MC-MKE: A Fine-Grained Multimodal Knowledge Editing Benchmark Emphasizing Modality Consistency
ACL 2025 Findings
We introduce MC-MKE, a fine-grained benchmark that separates multimodal knowledge errors into misreading and misrecognition types, revealing that current editing methods struggle to maintain consistency between visual and textual knowledge after corrections.
Multimodal large language models (MLLMs) are prone to generating incorrect information that conflicts with existing knowledge. Knowledge editing has been proposed as an efficient method to update model knowledge without retraining. However, existing multimodal knowledge editing benchmarks lack fine-grained classification of errors made by MLLMs, and do not adequately evaluate whether the edited model maintains consistency of knowledge across modalities. We introduce MC-MKE, a fine-grained Multimodal Knowledge Editing benchmark emphasizing Modality Consistency. MC-MKE categorizes MLLM errors into misreading and misrecognition types and designs evaluation metrics to assess modality consistency after knowledge editing. We evaluate six representative knowledge editing methods on MC-MKE, revealing that current methods have significant room for improvement in maintaining cross-modal knowledge consistency.
When Vision and Language Disagree
Multimodal language models can see images and understand text -- but what happens when their knowledge about the two becomes inconsistent? A model might know that the Eiffel Tower is in Paris from text, but misidentify it in an image. Or it might correctly recognize a person's face while getting their name wrong.
These inconsistencies matter. As we deploy multimodal models in real applications, we need to be able to correct their knowledge -- to edit what they believe. But multimodal knowledge editing is harder than it sounds.
Two Types of Errors
We realized that multimodal errors are not monolithic. They fall into two distinct categories:
Misreading Errors
The model processes visual information correctly but retrieves wrong textual knowledge. Fixing these requires editing textual knowledge associations.
Misrecognition Errors
The visual processing itself fails -- the model cannot correctly identify what it sees. Fixing these requires correcting visual representations.
This distinction is crucial for knowledge editing. Previous benchmarks conflated these error types, making it impossible to diagnose what is actually going wrong with an editing method.
The Modality Consistency Challenge
When you edit multimodal knowledge, you want the change to be consistent across modalities. If you correct a model's knowledge about the Eiffel Tower, it should get the answer right whether you ask in text or show an image.

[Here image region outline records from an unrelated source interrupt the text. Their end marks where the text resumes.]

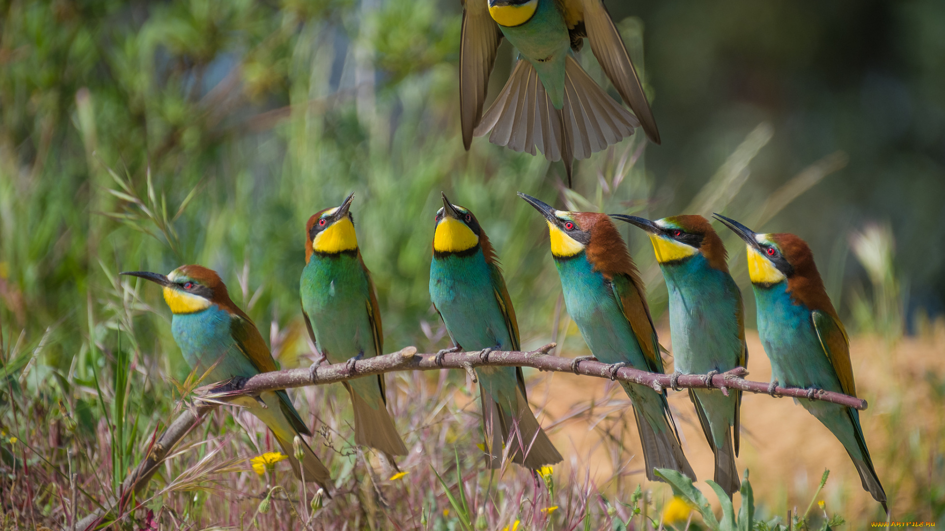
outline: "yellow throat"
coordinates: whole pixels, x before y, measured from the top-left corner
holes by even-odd
[[[433,235],[433,250],[461,252],[479,245],[479,236],[458,219],[443,216]]]
[[[312,240],[312,249],[316,252],[335,253],[356,248],[357,235],[354,233],[354,224],[347,215],[318,232]]]
[[[650,234],[650,241],[653,242],[653,251],[656,253],[656,261],[660,264],[682,260],[698,252],[692,246],[657,236],[656,234]]]
[[[584,244],[572,238],[550,221],[547,223],[548,235],[551,237],[551,254],[558,258],[567,258],[584,250]]]
[[[172,314],[196,314],[210,307],[210,300],[202,297],[166,286],[163,291],[164,302],[167,302]]]
[[[518,6],[490,6],[489,14],[492,15],[492,20],[499,26],[512,27],[531,20],[537,9],[538,0],[530,0]]]
[[[757,248],[748,247],[748,278],[752,283],[774,284],[785,279],[784,273],[774,266]]]

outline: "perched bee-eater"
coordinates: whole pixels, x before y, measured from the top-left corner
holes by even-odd
[[[562,212],[519,192],[548,221],[551,254],[561,278],[568,314],[599,361],[662,372],[660,344],[637,267],[606,214]],[[673,469],[693,480],[679,447],[666,395],[622,382],[643,443],[646,477],[654,468]]]
[[[384,353],[381,312],[370,273],[361,259],[349,209],[325,209],[305,226],[305,268],[301,272],[301,309],[312,341],[331,363]],[[345,382],[354,408],[354,442],[388,455],[407,449],[387,413],[384,375]]]
[[[794,234],[759,234],[733,219],[714,215],[747,246],[758,335],[771,360],[772,385],[856,396],[850,339],[807,244]],[[888,513],[885,492],[860,427],[860,413],[829,402],[798,401],[840,439],[856,465],[863,488]]]
[[[472,213],[442,197],[433,237],[430,299],[457,348],[519,351],[515,309],[489,237]],[[480,367],[475,372],[490,466],[502,465],[504,446],[513,462],[531,470],[560,461],[528,407],[522,368]]]
[[[215,271],[202,266],[181,266],[166,277],[146,271],[132,275],[163,286],[164,301],[170,306],[171,334],[180,347],[184,361],[191,369],[215,382],[227,381],[220,390],[237,390],[243,382],[260,372],[277,370],[263,336],[243,310],[227,293],[227,286]],[[259,397],[237,395],[227,402],[247,408],[262,420],[275,436],[283,452],[288,455],[295,476],[302,477],[292,443],[300,434],[311,436],[305,422],[289,401],[284,390],[263,391]],[[301,437],[300,437],[301,438]],[[301,468],[305,481],[328,488],[328,469],[304,442]]]
[[[747,364],[742,292],[729,274],[722,239],[701,215],[650,221],[611,214],[649,233],[669,291],[669,331],[677,372],[725,372]],[[715,454],[715,483],[730,496],[741,483],[735,468],[742,392],[689,389],[702,432]]]
[[[482,113],[496,51],[506,37],[520,58],[492,106]],[[583,38],[624,102],[604,92],[574,52]],[[463,0],[459,48],[463,144],[492,131],[490,142],[549,161],[587,159],[643,124],[660,144],[646,95],[602,0]]]

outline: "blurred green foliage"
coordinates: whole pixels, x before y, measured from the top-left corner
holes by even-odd
[[[635,135],[579,163],[564,191],[559,164],[484,139],[463,150],[455,0],[0,0],[3,380],[85,444],[118,442],[107,450],[116,485],[182,392],[165,379],[187,376],[159,291],[116,273],[216,269],[293,365],[307,351],[303,227],[351,191],[388,351],[447,342],[427,295],[440,190],[499,251],[526,347],[583,344],[558,337],[566,317],[552,330],[558,280],[517,190],[654,218],[727,209],[797,232],[863,329],[895,335],[902,312],[942,310],[940,0],[609,7],[663,145]],[[500,49],[493,96],[512,54]],[[603,79],[589,53],[581,60]],[[880,273],[847,260],[850,233],[871,221],[895,248]],[[659,315],[649,243],[626,233]],[[64,446],[50,444],[64,467]]]

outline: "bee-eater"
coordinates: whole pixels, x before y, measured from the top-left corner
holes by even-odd
[[[551,254],[561,278],[564,303],[591,352],[607,364],[662,372],[662,359],[643,283],[627,244],[606,214],[562,212],[519,192],[548,222]],[[666,395],[621,382],[633,403],[647,479],[654,468],[696,479],[682,448]]]
[[[502,93],[482,113],[489,77],[502,38],[519,60]],[[581,68],[574,52],[583,38],[634,116]],[[571,181],[573,159],[587,159],[633,134],[643,124],[660,132],[624,42],[602,0],[463,0],[459,48],[463,144],[492,131],[490,142],[549,161],[562,160]]]
[[[442,197],[430,266],[433,305],[457,348],[519,351],[515,309],[489,237],[472,213]],[[531,470],[560,461],[528,406],[522,368],[480,367],[475,372],[490,466],[502,465],[504,446],[513,462]]]
[[[669,331],[676,370],[682,374],[725,372],[746,367],[745,307],[729,274],[725,246],[705,217],[677,215],[650,221],[611,217],[649,233],[669,292]],[[741,482],[735,468],[742,392],[689,389],[702,432],[715,454],[715,483],[730,496]]]
[[[141,277],[163,286],[164,301],[171,309],[171,334],[192,370],[215,382],[228,381],[221,389],[235,389],[246,379],[277,370],[263,336],[246,313],[233,304],[227,286],[215,271],[202,266],[181,266],[166,277],[146,271],[122,275]],[[262,420],[289,456],[295,476],[302,477],[292,443],[300,434],[311,436],[284,390],[263,391],[258,398],[238,395],[228,400],[245,407]],[[301,437],[300,437],[301,438]],[[328,488],[328,469],[304,442],[301,467],[305,481]]]
[[[714,215],[747,244],[758,335],[771,360],[772,384],[856,396],[850,338],[807,243],[786,232],[760,234],[733,219]],[[885,492],[863,437],[860,413],[829,402],[798,402],[840,440],[860,473],[863,488],[888,513]]]
[[[352,193],[341,206],[318,212],[305,226],[301,309],[312,341],[331,363],[384,353],[374,283],[349,212],[353,198]],[[344,385],[354,408],[354,442],[405,455],[407,449],[387,413],[384,375],[354,378]]]

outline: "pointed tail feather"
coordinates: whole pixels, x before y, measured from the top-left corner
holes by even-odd
[[[508,81],[473,134],[491,131],[489,141],[549,161],[563,160],[571,176],[571,161],[633,134],[640,126],[629,111],[613,100],[588,76],[575,58],[565,58],[564,106],[556,110],[535,67],[520,59]]]
[[[387,413],[384,401],[374,407],[350,385],[346,385],[354,407],[354,442],[385,452],[390,455],[406,455],[407,447],[397,433],[394,420]]]
[[[292,472],[295,474],[296,479],[302,479],[299,461],[296,460],[295,452],[292,449],[292,441],[283,440],[278,436],[276,436],[275,439],[279,441],[279,446],[282,447],[283,453],[289,456],[289,464],[292,465]],[[315,452],[312,451],[312,448],[304,440],[301,446],[302,451],[305,453],[301,460],[301,466],[305,469],[305,483],[318,483],[327,491],[332,481],[331,472],[328,471],[325,465],[321,463],[321,459],[318,459],[318,456],[315,454]]]
[[[646,479],[662,481],[653,473],[653,469],[672,469],[689,476],[696,481],[696,472],[689,466],[686,455],[682,453],[676,432],[664,421],[662,429],[657,432],[650,426],[646,419],[633,406],[633,417],[637,420],[637,431],[640,433],[640,442],[644,446],[644,463],[646,467]]]

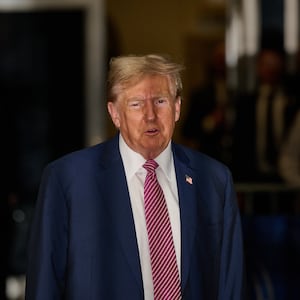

But we found that existing editing methods often fail at this -- they might fix the text pathway while leaving the visual pathway broken, or vice versa.
Building MC-MKE
We constructed MC-MKE as a fine-grained benchmark that explicitly separates misreading and misrecognition scenarios. The benchmark design follows a principled methodology:
Error Classification
Categorize MLLM errors into misreading (correct visual processing, wrong textual knowledge) and misrecognition (failed visual processing) types.
Test Case Construction
Design each test case to probe a specific type of error with paired visual and textual queries that target the same knowledge.
Consistency Evaluation
Verify whether editing achieves consistency across both modalities, measuring if the correction transfers between visual and textual pathways.
Evaluation Results
We evaluated six representative knowledge editing methods on MC-MKE across three core dimensions: reliability (does the edit succeed?), generality (does the edit generalize?), and locality (does the edit avoid breaking unrelated knowledge?).
Modality Consistency Performance of Editing Methods
| Method | Reliability | Generality | Locality | Consistency |
|---|---|---|---|---|
| FT-LLM | High | Low | Low | Poor |
| FT-Full | High | Moderate | Low | Poor |
| KE | Moderate | Moderate | Moderate | Poor |
| MEND | Moderate | Low | High | Poor |
| SERAC | Moderate | Moderate | High | Moderate |
| IKE | Moderate | Moderate | High | Moderate |
Key Findings
- Modality Gap: Current methods struggle to maintain consistency between visual and textual knowledge after editing -- none achieve strong consistency
- Error-Specific Needs: Different error types (misreading vs. misrecognition) require different editing strategies for optimal correction
- Locality-Consistency Trade-off: Methods that preserve locality better (SERAC, IKE) tend to show somewhat better consistency, but still fall short
- Benchmark Value: MC-MKE reveals significant room for improvement that previous benchmarks could not detect
The Path Forward
As multimodal models become more prevalent, the ability to correct and update their knowledge becomes increasingly important. MC-MKE provides the foundation for developing editing techniques that respect the multimodal nature of these systems -- ensuring that when we fix what a model knows, the fix is complete and consistent across all modalities.
Our work motivates research into modality-aware editing techniques that can jointly update both visual and textual knowledge pathways, moving beyond the single-modality approaches that dominate current methods.